数は少なくないが、何とかその全員を退けた。

「何とか勝てたけど……」
「また私のせいだね。ごめんねみんな」
「そんなことはないでしょーよ。俺さまだって命を狙われてる。先生とジーニアスはハーフエルフだから追われてる。しいなは裏切り者のミズホの民。リーガルも裏切り者扱いだ」
「……うん。ありがとう」
「お前、何でも自分のせいだと思いすぎだぞ」
「ごめんね、ロイド」
「別に謝らなくても……」

突然、コレットがその場に蹲る。

「痛いっ……! くぅ……! うう!」
「コレット!? 先生! コレットが!」

リフィルがコレットを診る。

「熱があるわ。

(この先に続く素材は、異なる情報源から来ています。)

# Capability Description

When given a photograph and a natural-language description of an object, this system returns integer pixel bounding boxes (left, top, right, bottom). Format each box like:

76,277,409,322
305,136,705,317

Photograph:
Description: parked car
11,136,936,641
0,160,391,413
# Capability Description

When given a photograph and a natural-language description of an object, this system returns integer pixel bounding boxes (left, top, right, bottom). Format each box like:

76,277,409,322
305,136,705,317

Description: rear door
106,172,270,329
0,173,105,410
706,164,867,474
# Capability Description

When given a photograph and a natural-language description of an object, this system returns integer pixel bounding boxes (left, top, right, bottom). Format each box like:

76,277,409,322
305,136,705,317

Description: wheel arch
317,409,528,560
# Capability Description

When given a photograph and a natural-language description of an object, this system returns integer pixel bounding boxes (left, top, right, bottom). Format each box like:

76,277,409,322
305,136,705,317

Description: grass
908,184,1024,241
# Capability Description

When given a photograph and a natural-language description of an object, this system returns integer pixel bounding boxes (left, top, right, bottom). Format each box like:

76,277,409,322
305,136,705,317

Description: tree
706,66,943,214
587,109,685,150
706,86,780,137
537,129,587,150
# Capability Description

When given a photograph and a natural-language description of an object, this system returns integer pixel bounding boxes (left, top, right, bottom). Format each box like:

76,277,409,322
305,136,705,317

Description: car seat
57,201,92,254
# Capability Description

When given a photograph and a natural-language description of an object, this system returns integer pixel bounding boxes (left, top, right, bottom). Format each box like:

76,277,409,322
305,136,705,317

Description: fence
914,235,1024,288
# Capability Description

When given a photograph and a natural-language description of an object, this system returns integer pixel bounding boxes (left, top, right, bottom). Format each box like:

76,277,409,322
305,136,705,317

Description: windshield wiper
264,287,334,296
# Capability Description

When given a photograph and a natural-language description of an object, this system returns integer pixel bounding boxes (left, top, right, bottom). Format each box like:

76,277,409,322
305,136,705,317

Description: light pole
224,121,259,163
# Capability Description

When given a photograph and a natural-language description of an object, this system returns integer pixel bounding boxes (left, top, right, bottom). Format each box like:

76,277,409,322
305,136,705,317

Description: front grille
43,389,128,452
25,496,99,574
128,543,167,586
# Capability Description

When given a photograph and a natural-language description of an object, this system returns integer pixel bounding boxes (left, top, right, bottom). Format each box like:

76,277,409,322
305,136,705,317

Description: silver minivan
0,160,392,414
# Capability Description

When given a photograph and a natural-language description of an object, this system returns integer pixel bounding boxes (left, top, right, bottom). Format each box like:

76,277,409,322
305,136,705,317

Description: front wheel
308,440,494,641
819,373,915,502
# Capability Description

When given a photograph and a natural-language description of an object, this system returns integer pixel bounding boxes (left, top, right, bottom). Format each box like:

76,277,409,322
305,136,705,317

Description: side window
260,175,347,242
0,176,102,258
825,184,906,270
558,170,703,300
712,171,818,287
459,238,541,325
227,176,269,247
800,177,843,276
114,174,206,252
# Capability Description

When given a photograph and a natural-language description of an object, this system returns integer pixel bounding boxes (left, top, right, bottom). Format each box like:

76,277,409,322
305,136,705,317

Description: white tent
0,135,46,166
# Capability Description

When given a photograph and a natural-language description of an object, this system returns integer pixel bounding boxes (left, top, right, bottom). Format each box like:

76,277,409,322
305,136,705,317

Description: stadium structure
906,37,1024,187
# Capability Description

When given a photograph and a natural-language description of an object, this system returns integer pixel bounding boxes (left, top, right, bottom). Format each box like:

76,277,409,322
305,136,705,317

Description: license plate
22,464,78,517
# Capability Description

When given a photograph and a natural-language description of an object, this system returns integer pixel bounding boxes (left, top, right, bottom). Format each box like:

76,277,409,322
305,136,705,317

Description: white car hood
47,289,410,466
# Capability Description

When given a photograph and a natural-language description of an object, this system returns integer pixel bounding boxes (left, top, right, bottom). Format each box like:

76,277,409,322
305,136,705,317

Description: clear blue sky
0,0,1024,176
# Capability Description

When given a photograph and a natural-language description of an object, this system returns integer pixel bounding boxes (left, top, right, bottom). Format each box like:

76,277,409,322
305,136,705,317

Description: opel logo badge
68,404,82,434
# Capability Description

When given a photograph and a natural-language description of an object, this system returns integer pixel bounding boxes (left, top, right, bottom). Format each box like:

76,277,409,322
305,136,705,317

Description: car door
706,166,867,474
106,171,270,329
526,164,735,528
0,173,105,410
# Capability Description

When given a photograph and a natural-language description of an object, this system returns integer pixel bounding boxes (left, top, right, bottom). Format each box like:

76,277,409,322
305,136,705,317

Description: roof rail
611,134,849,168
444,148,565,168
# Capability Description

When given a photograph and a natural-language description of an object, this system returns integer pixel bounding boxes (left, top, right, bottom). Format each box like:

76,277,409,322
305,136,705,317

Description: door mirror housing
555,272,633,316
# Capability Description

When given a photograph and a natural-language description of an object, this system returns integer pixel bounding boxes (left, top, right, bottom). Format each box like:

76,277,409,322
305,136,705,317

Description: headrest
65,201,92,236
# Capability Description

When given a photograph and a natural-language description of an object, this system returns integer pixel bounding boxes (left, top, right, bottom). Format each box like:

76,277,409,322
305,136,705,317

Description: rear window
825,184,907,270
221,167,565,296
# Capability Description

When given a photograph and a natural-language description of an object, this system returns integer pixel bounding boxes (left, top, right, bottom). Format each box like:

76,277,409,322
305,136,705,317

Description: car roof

でも、この痛がりようは……?」
「これって……」

さっきもしきりに左肩を気にしていた。痛みの原因はそこだろうか。

「……どいて……私に……任せて下さい……」

いつの間にか、プレセアが来ていた。

「プレセア? え、ええ……」

リフィルは戸惑いながらもコレットから離れプレセアに委ねる。
レイラも疑問に思う、が――
皆プレセアとコレットに気を取られていて、誰も、レイラ自身も気付かなかった。レイラの後ろから何者かが近付いてきたことに。